Which understandably led to some questions about the offensive plan heading into 2014. The Nats couldn’t stick with the status quo, could they?
Well, after a dramatic turnaround in production during the season’s final seven weeks, they just might.
Over their final 48 games, the Nationals hit a collective .276, posted a .343 on-base percentage and scored 4.9 runs per game. Which led to a 32-16 record, the majors’ best during that closing stretch.
What were the biggest differences during those final seven weeks?
— The Nationals had a fully healthy lineup at last, with Jayson Werth and Wilson Ramos playing every day and Bryce Harper feeling as close to 100 percent as he had all year.
— Denard Span finally got hot after a sluggish start to his first season in Washington, producing a 29-game hitting streak and setting the table for the rest of the lineup.
— Ryan Zimmerman rediscovered his lost power stroke, clubbing a league-leading 11 home runs in September to finish with a team-high 26.
— Overall, players seemed to thrive under new hitting Rick Schu, taking a more relaxed approach to the plate than they did under Rick Eckstein.
Rizzo also believes the Nationals were better at situational hitting down the stretch after struggling mightily with runners in scoring position early.

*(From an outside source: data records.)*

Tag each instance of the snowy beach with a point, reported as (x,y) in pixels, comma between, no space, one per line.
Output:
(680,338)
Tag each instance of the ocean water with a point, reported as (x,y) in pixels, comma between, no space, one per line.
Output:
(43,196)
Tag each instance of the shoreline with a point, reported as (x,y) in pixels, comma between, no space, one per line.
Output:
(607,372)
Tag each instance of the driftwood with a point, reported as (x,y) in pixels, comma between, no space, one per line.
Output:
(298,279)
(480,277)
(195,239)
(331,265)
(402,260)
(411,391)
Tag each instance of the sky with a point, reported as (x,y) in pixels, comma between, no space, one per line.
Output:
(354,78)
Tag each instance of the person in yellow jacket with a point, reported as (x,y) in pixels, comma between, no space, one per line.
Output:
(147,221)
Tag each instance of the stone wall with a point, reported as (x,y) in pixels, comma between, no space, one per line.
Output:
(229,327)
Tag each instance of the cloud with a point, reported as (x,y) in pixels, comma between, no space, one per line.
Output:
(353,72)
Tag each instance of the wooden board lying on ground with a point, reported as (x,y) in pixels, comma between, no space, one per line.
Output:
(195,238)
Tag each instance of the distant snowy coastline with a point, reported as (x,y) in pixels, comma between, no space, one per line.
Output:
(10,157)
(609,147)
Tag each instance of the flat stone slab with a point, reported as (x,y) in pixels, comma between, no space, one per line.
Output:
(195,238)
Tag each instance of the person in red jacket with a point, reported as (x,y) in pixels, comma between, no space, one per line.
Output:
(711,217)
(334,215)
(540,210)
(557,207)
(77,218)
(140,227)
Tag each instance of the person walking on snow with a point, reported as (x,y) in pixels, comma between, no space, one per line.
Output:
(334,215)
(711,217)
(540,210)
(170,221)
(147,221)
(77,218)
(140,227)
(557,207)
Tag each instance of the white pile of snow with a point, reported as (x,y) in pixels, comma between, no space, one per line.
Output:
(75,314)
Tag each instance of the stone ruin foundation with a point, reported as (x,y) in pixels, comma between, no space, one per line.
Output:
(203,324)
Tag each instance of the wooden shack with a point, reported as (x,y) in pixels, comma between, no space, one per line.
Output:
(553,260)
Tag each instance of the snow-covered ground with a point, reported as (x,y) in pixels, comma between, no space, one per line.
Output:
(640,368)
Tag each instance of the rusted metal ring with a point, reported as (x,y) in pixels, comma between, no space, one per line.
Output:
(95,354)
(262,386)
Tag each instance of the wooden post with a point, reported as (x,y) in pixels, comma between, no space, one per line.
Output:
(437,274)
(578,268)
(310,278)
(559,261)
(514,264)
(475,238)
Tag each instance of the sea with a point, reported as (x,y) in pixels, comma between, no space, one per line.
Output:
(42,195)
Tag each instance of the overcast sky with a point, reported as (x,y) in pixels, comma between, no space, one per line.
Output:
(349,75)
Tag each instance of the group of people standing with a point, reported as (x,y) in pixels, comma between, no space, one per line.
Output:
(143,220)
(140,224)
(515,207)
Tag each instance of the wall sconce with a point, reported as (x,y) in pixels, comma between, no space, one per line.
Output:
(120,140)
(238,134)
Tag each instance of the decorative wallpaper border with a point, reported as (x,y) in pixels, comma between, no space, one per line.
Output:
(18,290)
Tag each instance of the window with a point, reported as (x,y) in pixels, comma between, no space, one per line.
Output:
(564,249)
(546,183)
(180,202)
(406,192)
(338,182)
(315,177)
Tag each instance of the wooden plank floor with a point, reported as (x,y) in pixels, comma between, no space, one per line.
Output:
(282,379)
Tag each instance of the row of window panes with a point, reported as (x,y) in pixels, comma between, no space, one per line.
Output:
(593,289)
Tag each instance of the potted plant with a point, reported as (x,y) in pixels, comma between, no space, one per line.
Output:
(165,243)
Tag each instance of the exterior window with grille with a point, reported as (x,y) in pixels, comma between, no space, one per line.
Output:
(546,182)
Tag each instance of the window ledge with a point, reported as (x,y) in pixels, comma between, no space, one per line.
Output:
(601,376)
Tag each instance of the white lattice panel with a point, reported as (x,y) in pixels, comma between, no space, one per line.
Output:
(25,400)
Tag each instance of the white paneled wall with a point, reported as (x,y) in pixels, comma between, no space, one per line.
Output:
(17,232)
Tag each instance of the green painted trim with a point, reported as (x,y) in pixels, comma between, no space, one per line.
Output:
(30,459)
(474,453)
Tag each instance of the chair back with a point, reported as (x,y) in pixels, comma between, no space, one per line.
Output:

“I think offensive efficiency is the thing that kind of disappointed us most,” the GM said. “It’s not doing the little things to create runs and manufacture runs. We were more reliant on the long ball, I think, than we should’ve been, and I think it’s shown. We’ve created more runs, we’ve stolen more bases, we’ve hit with runners in scoring position much better recently, and that’s really the roster that we constructed all along. We just waited too long to get it going.”
If Rizzo was inclined to make a lineup change, where would it happen? There aren’t many obvious answers. The Nationals are set in the outfield, at shortstop, catcher and at third base after Zimmerman made vast throwing improvements as the season progressed.
That leaves only first base and second base, and the Nationals don’t appear to believe either needs an upgrade.
Though Adam LaRoche struggled all season and finished with a .237 batting average and .735 OPS that each were career-lows in non-injury years, there appears to be organizational confidence in the veteran’s ability to bounce back in 2014.
“I think this year was an anomaly for him,” Rizzo said. “He showed streaks of being the Adam LaRoche that we all know. He had some physical ailments that curtailed some of his production. I’m confident he’ll come back to spring training next year fit, healthy and ready to produce, as he always has.”
Rizzo also gave an endorsement to Anthony Rendon, who as a rookie and novice second baseman hit .265 with seven homers and 23 RBI in his first 98 big-league games. Though the GM did leave the door slightly ajar for Steve Lombardozzi and the demoted Danny Espinosa entering 2014.
“When the season ends, Rendon will be our starting second baseman, but we’re going to go into spring training with an open competition for a lot of positions,” Rizzo said Saturday in Phoenix. “It’s going to be something we’ve got a lot of good young players at that position. Rendon has played remarkably well at that position for a guy who is learning defensively at the major-league level and trying to hit for the first time at the major-league level. Compound that with that he’s played more games than he’s ever played in his career, and he’s had a remarkable rookie season.
“And let’s not forget about Danny Espinosa, who hit 20 home runs and stole 20 bases in the big leagues already and is a stalwart defensive player. And Lombo, who is one of the most steady players that we have on the ballclub. We’ve got a lot of good options over there and we’re going to roll them out there in spring training and see what happens.”